A user-friendly tour of the brain and the curious things that go on inside of it, from splendidly practical visions to debilitating hallucinations.
The brain is inseparable from the body, even if, writes New Scientist writer and consultant Thomson, “all too often we think about our brains as being somehow separate from ourselves.” Of course, the concept of “ourselves” is not uniform: We see broad variations in the capabilities and workings of the brain, from normal to abnormal and all points between.
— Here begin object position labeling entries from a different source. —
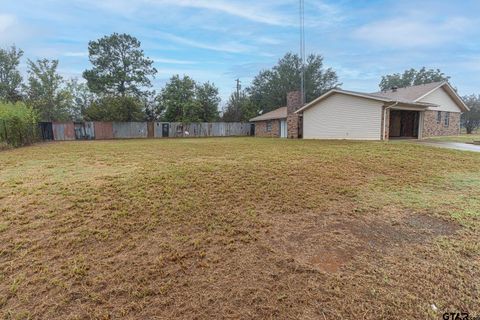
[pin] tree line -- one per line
(118, 87)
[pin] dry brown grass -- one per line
(238, 228)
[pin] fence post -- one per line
(5, 127)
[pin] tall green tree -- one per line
(269, 88)
(239, 108)
(471, 119)
(412, 77)
(10, 78)
(46, 92)
(120, 67)
(80, 98)
(183, 100)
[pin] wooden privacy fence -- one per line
(133, 130)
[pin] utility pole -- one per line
(237, 98)
(302, 49)
(239, 87)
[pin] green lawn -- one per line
(238, 228)
(467, 138)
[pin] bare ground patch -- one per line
(328, 241)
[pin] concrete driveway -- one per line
(452, 145)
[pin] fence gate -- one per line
(46, 130)
(165, 130)
(150, 130)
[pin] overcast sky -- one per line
(220, 40)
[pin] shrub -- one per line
(18, 124)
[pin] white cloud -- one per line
(76, 54)
(6, 22)
(253, 11)
(173, 61)
(408, 31)
(230, 46)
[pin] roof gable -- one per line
(434, 95)
(446, 98)
(279, 113)
(412, 93)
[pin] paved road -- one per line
(452, 145)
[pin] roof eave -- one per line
(451, 92)
(332, 91)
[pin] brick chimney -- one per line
(294, 102)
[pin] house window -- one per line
(447, 119)
(269, 126)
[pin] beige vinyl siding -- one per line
(441, 97)
(342, 116)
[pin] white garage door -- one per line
(342, 116)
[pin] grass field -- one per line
(467, 138)
(238, 228)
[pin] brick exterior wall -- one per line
(431, 128)
(294, 102)
(261, 129)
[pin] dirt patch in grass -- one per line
(328, 241)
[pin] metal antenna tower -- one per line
(302, 50)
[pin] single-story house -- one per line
(282, 122)
(416, 112)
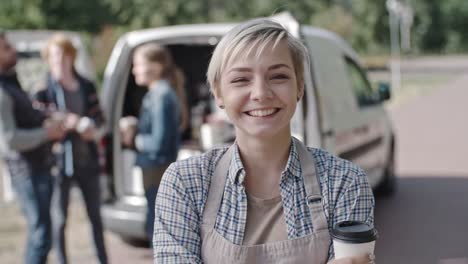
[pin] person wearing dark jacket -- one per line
(75, 97)
(25, 136)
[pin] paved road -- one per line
(426, 221)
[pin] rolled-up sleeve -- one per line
(13, 138)
(176, 229)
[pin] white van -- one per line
(340, 111)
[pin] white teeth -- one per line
(262, 112)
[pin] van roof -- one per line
(34, 40)
(138, 37)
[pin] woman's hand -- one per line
(128, 129)
(71, 121)
(365, 259)
(86, 129)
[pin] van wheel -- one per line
(135, 242)
(388, 185)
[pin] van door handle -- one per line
(328, 133)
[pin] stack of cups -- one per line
(353, 238)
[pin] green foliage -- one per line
(439, 26)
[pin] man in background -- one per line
(25, 136)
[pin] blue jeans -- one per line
(34, 192)
(88, 182)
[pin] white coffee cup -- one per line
(353, 238)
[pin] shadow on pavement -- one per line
(425, 222)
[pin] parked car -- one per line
(340, 112)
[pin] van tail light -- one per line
(102, 149)
(104, 176)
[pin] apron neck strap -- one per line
(311, 184)
(216, 189)
(312, 187)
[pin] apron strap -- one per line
(216, 189)
(312, 187)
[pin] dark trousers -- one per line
(88, 182)
(34, 192)
(151, 179)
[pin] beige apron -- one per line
(311, 249)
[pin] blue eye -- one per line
(239, 80)
(280, 76)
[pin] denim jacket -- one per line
(158, 137)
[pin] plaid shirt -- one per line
(184, 189)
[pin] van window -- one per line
(362, 89)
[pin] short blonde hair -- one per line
(62, 41)
(248, 35)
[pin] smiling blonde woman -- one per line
(267, 198)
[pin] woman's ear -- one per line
(300, 89)
(218, 98)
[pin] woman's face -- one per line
(260, 93)
(145, 72)
(59, 62)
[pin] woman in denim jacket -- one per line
(155, 135)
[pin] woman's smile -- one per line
(266, 112)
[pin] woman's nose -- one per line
(261, 90)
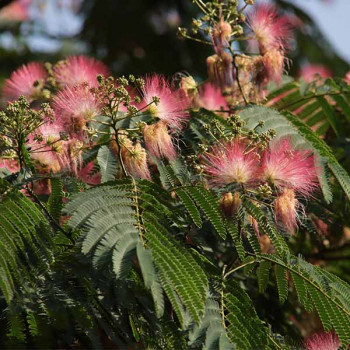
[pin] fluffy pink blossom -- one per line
(323, 341)
(311, 71)
(172, 108)
(16, 11)
(347, 78)
(27, 80)
(76, 70)
(273, 32)
(230, 162)
(75, 106)
(158, 141)
(10, 164)
(44, 150)
(287, 167)
(211, 98)
(273, 62)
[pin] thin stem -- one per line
(222, 296)
(237, 75)
(120, 152)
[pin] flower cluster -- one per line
(287, 170)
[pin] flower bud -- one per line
(230, 203)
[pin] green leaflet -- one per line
(25, 242)
(55, 204)
(208, 203)
(181, 273)
(316, 289)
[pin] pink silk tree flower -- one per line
(286, 167)
(285, 208)
(347, 78)
(229, 162)
(76, 70)
(75, 106)
(172, 106)
(273, 32)
(45, 145)
(10, 164)
(210, 97)
(158, 141)
(311, 71)
(27, 81)
(16, 11)
(323, 341)
(87, 174)
(273, 62)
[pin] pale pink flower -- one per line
(230, 203)
(158, 141)
(273, 62)
(76, 70)
(323, 341)
(75, 106)
(229, 162)
(16, 11)
(10, 164)
(27, 80)
(45, 144)
(88, 175)
(211, 98)
(312, 71)
(273, 32)
(70, 156)
(286, 167)
(172, 107)
(285, 208)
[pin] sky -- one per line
(332, 16)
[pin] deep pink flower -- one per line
(229, 162)
(75, 106)
(323, 341)
(172, 107)
(273, 62)
(273, 32)
(347, 78)
(158, 141)
(211, 98)
(76, 70)
(44, 151)
(16, 11)
(311, 71)
(27, 80)
(10, 164)
(286, 167)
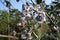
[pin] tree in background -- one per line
(48, 30)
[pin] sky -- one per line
(18, 5)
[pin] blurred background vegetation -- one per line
(45, 32)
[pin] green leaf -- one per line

Some of the most extraordinary brains aren’t particularly interesting in the thoughts that they generate; one of Thomson’s case studies possesses what is called “highly superior autobiographical memory,” by which a person can recall just about every detail of every moment he has lived. There’s a reason we forget, of course: It’s an evolutionary adaptation that enhances survival so that we pay attention to the oncoming lion or truck rather than being constantly enthralled by lingering memories. “The brain doesn’t tolerate inactivity,” the late Oliver Sacks told Thomson in an interview. Indeed, the brain makes inventive use of its resources; thus it is that some people associate particular colors, musical notes, or even tastes with particular words, which is sometimes a blessing and sometimes a curse. Thomson introduces a lot of good neuroscience lightly, explaining how we perceive reality, such as it is (one of her informants calls reality “a controlled hallucination, reined in by our senses”), and check in with ourselves (“our ability to sense the physical condition of our body is called interoception”). A bonus, along the way, are the author’s notes on such things as improving memory skills through the construction of memory palaces and other event-fixing tricks and training the brain how not to get lost, a highly useful skill indeed.
Pleasing and accessible and of broader application than the title suggests, inasmuch as “we all have an extraordinary brain.”